# Howler



## Rikitycrikit (Nov 12, 2012)

What brand/model howler do you guys use/recommend looking for something of good quality but that won't break the bank (under $60).


----------



## youngdon (Mar 10, 2010)

I make and sell them for way less than that, heres one that just sold for $24. I have a few more made up that I can send you pics of tomorrow. They aren't quite so big but have the same easy to use toneboard. Send me a PM if you would like one


----------



## prairiewolf (Feb 19, 2012)

Here are a few pics of howlers I do, but sorry right now I am swamped at trying to catch up on calls for Christmas, and cant take any more orders for howlers at least, regular calls I will think about. Last pic is one made from customers supplied horn. But like SG said all of the callmakers on here can fix you right up.


----------



## Rikitycrikit (Nov 12, 2012)

The fourth with that etchwork on it...sexy lol


----------



## azpredatorhunter (Jul 24, 2012)

Ed, I have been trying to sneak up on him and cut off his horns! For a pair of new howlers.


----------



## prairiewolf (Feb 19, 2012)

Good Luck Eric, but I am not paying the doctor bills !!


----------



## azpredatorhunter (Jul 24, 2012)

Well then, I guess I will just have to wait untill he croaks...


----------



## azpredatorhunter (Jul 24, 2012)

LOL, but he is giving me that look...you know, like he want's to kill me...


----------



## azpredatorhunter (Jul 24, 2012)

Sorry I didn't mean to hijack your thread, all of the custom call makers on here can hook you up with a howler. They make quality calls that will not disapoint...


----------



## 220swift (Mar 2, 2011)

Having calls and howlers from (I think) every call maker on here, I have yet to be disappointed in any of them.

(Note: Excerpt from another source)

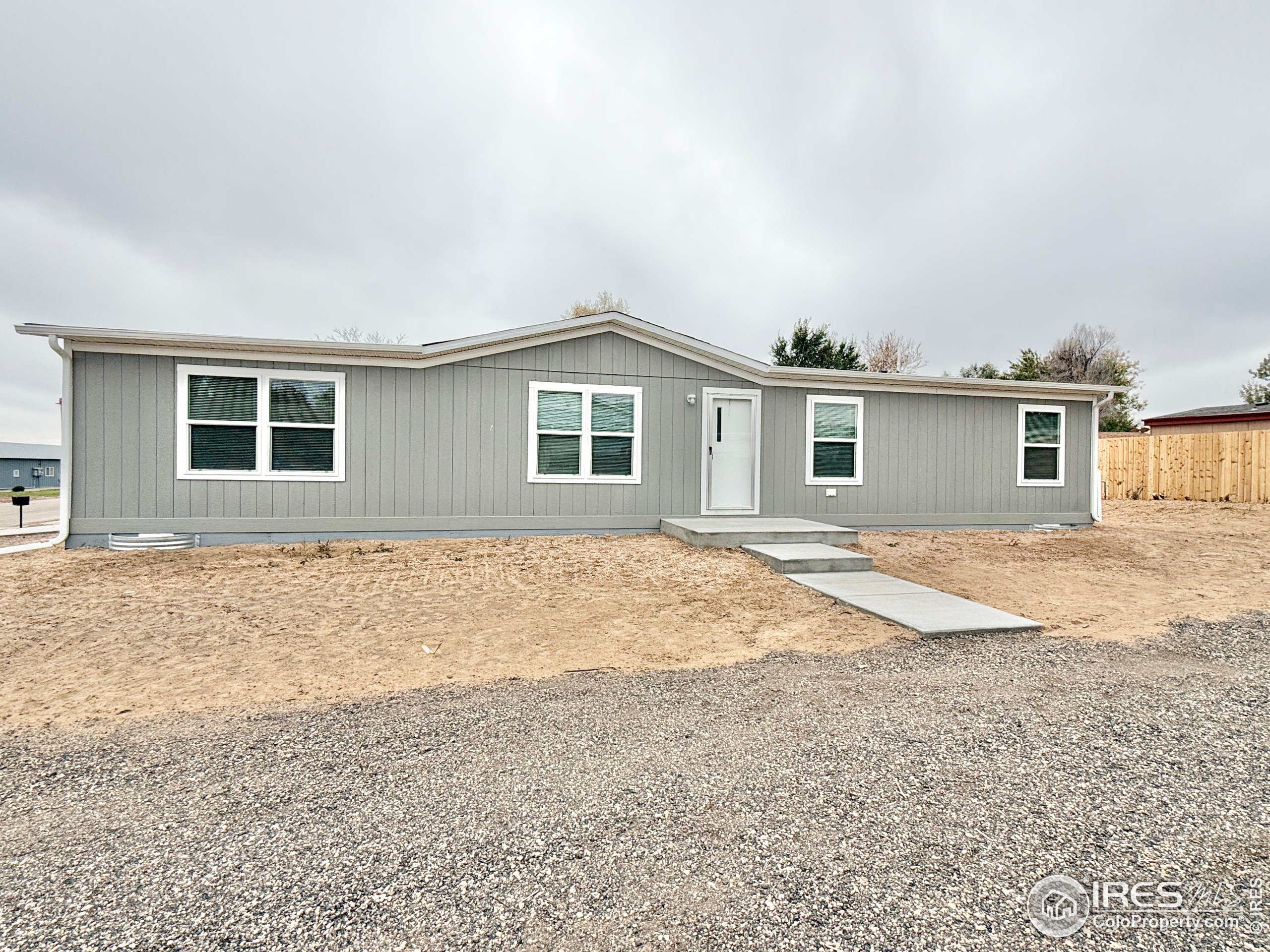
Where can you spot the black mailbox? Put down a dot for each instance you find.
(19, 502)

The prices of all makers are very reasonable.


----------



## Rikitycrikit (Nov 12, 2012)

Might as well convert one of these bad boys into a howler....just haven't figured out how ill hide it in my stand yet....oh well


----------



## Rikitycrikit (Nov 12, 2012)

Pic didn't post the first time


----------



## prairiewolf (Feb 19, 2012)

Now that would be a Howler ! LOL


----------



## Rikitycrikit (Nov 12, 2012)

Call em from three counties away


----------



## Rick Howard (Feb 25, 2012)

LOL

I am backed up right now also (I am out of horns right now so it will be even longer on one of them)... But I make howlers also. Wood or horn.

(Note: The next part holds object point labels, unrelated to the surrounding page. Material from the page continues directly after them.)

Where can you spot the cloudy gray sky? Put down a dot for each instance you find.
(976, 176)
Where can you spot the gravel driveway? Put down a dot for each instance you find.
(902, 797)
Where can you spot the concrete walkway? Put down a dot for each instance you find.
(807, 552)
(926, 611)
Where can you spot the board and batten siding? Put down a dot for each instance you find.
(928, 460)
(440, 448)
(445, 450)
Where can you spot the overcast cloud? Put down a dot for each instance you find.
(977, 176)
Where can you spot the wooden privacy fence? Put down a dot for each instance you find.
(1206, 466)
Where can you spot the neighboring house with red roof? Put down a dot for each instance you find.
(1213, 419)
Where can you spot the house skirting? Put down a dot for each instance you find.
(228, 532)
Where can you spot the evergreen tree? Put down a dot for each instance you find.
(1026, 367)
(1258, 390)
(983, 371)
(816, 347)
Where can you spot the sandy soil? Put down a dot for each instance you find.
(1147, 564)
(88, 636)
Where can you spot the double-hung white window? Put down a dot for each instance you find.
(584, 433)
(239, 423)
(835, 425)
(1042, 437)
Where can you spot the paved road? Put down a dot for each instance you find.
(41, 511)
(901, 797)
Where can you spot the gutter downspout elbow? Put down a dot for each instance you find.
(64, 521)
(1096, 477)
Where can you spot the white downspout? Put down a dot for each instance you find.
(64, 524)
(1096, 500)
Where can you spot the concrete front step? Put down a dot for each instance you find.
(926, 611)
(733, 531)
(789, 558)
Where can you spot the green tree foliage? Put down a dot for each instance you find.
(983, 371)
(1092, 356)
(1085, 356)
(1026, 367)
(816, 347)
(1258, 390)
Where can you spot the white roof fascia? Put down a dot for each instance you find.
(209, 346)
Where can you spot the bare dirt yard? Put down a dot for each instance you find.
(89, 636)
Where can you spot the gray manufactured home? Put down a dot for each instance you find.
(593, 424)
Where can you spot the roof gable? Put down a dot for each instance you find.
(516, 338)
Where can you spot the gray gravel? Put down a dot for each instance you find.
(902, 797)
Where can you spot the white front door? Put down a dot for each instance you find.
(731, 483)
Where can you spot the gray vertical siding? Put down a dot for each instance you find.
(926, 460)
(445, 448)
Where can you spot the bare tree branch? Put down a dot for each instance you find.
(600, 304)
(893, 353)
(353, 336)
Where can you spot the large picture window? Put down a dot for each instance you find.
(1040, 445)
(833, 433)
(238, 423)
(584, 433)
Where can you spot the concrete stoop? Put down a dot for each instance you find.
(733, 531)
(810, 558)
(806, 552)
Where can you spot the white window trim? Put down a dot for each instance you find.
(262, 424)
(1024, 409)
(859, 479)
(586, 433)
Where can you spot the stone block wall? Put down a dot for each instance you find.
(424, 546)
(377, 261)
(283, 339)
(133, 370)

I have not seen him around lately so I will throw it in for him... Rich Cronk makes awesome howlers. His Flagship Howler is incredible.

Some of mine

































First call on the left is a howler









Just the horn in this photo howls


----------



## Rikitycrikit (Nov 12, 2012)

What's the second one made of, it's beautiful


----------



## Rick Howard (Feb 25, 2012)

I am not sure if you are asking me... and if you are which call you are referring. So I will just list them all.

First photo is cow horn

The call in the second photo is Osage. It makes a real loud distress call. Good it the wind is really blowing hard. Almost too loud for me on the normal day.

Third are forth are cow horns.

Fifth photo is Honduras Rosewood (unusually figured), Osage, and Black & White Ebony

Sixth is Black & White Ebony, Honduras Rosewood (again figured), and a cow horn.


----------



## Rikitycrikit (Nov 12, 2012)

Yeah the Honduras rosewood....that's the business man


----------



## Rick Howard (Feb 25, 2012)

Honduras Rosewood is my most popular. That particular stock was the most figured grain I have worked. It is normally more uniform than that. If you are interested shoot me a pm. We can talk details.


----------



## HowlinRed (Feb 3, 2011)

That Black & White Ebony in photo # 5 is very eye catching to be such a small call! At least my eye that is!


----------